GetPlussedString Single Call

In total, our application created 113 string instances and barely used any memory.

Running this in the loop gives the following result:

GetPlussedString Multiple Calls

Important to note is the fact that we still have 113 string instances. This is because .NET used String Interning on my string and simply returns a reference to that instance over and over.

Variable concatenation.

Another frequently used way of concatenating strings is by appending a variable with the += operator for each line.

[csharp]
public string GetPlussedVarString()
{
string myString = "SELECT column1,";
myString += " column2,";
myString += " column3,";
myString += " column4,";
myString += " column5,";
myString += " column6,";
myString += " FROM table1 t1";
myString += " JOIN table2 t2";
myString += " ON t1.column1 = t2.column1";
return myString;
}
[/csharp]

Things become messy here, take a look at the generated IL for this code:

[code]
.method public hidebysig instance string GetPlussedVarString() cil managed
{
.maxstack 2
.locals init (
[0] string myString)
L_0000: ldstr "SELECT column1,"
L_0005: stloc.0
L_0006: ldloc.0
L_0007: ldstr " column2,"
L_000c: call string [mscorlib]System.String::Concat(string, string)
L_0011: stloc.0
L_0012: ldloc.0
L_0013: ldstr " column3,"
L_0018: call string [mscorlib]System.String::Concat(string, string)
L_001d: stloc.0
L_001e: ldloc.0
L_001f: ldstr " column4,"
L_0024: call string [mscorlib]System.String::Concat(string, string)
L_0029: stloc.0
L_002a: ldloc.0
L_002b: ldstr " column5,"
L_0030: call string [mscorlib]System.String::Concat(string, string)
L_0035: stloc.0
L_0036: ldloc.0
L_0037: ldstr " column6,"
L_003c: call string [mscorlib]System.String::Concat(string, string)
L_0041: stloc.0
L_0042: ldloc.0
L_0043: ldstr " FROM table1 t1"
L_0048: call string [mscorlib]System.String::Concat(string, string)
L_004d: stloc.0
L_004e: ldloc.0
L_004f: ldstr " JOIN table2 t2"
L_0054: call string [mscorlib]System.String::Concat(string, string)
L_0059: stloc.0
L_005a: ldloc.0
L_005b: ldstr " ON t1.column1 = t2.column1"
L_0060: call string [mscorlib]System.String::Concat(string, string)
L_0065: stloc.0
L_0066: ldloc.0
L_0067: ret
}
[/code]

Every += operation translates into a call to String.Concat() creating a new temporary string.
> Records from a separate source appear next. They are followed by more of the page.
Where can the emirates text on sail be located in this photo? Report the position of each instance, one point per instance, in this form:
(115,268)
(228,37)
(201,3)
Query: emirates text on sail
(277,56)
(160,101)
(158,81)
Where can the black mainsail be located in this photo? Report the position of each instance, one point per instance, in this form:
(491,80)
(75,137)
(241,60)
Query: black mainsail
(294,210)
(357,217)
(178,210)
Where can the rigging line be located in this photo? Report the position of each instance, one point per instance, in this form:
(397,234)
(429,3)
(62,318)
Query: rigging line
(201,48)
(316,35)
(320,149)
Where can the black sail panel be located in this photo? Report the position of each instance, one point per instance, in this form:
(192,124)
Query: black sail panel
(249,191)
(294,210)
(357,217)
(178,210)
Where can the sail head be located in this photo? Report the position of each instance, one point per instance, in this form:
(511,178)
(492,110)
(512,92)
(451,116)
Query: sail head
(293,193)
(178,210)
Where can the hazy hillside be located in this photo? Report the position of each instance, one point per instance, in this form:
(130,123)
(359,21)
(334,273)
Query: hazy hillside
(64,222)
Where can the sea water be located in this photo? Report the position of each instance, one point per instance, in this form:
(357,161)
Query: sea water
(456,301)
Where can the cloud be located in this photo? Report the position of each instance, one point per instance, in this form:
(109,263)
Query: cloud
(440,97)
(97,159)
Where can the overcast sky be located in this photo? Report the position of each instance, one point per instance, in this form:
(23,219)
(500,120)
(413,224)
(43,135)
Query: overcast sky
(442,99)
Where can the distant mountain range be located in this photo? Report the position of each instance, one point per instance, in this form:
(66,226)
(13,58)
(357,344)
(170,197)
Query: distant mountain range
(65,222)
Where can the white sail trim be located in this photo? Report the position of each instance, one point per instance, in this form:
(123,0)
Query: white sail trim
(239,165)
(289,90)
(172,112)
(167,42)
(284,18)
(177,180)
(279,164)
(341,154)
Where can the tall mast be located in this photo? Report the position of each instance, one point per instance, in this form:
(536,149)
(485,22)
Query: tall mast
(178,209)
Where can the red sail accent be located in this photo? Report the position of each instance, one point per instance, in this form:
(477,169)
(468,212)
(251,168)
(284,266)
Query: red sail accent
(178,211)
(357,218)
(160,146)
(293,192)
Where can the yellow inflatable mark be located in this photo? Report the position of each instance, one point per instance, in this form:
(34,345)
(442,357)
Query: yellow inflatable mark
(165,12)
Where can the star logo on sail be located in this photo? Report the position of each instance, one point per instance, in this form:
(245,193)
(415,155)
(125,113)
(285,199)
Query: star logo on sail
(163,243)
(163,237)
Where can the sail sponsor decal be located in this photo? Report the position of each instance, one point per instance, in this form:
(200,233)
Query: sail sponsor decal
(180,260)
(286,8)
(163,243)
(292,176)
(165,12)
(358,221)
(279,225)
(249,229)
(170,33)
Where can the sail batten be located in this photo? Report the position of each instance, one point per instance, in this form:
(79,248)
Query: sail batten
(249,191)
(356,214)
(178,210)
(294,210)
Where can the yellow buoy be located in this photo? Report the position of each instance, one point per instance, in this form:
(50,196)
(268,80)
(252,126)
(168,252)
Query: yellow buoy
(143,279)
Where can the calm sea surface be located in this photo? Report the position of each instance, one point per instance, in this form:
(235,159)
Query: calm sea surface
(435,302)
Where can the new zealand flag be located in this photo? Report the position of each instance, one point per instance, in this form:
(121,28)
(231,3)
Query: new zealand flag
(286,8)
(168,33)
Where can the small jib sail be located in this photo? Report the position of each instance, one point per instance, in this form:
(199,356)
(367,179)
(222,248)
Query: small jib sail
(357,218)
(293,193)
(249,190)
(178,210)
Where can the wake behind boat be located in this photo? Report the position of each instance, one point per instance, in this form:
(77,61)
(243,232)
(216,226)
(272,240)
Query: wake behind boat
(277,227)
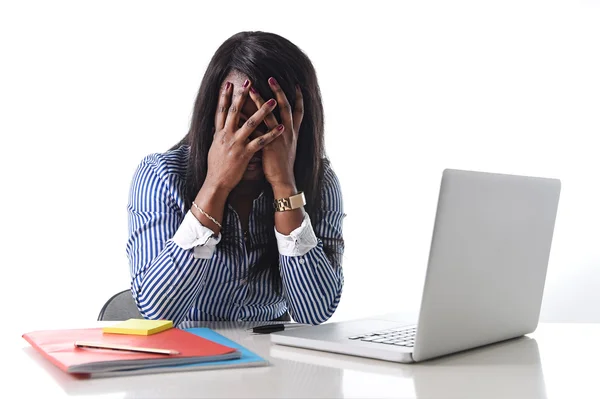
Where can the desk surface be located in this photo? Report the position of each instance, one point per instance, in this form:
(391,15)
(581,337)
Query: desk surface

Looking at the profiler we end up with 129 string instances, which is 16 more than the our comparison base. These strings can be split up into 8 coming from the 8 calls to String.Concat and from having 8 more strings declared in code.

GetPlussedVarString Single Call

Calling this 50 times quickly shows the downside of this method. We end up with 408 additional string instances, 400 coming from 50*8 calls to String.Concat and our original 8 extra strings, which got Interned by the way.

GetPlussedVarString Multiple Calls

Note the explosion in memory size used for this simple example, 73kB vs 16kB.

I strongly discourage the use of the += operator for string concatenation in these scenarios.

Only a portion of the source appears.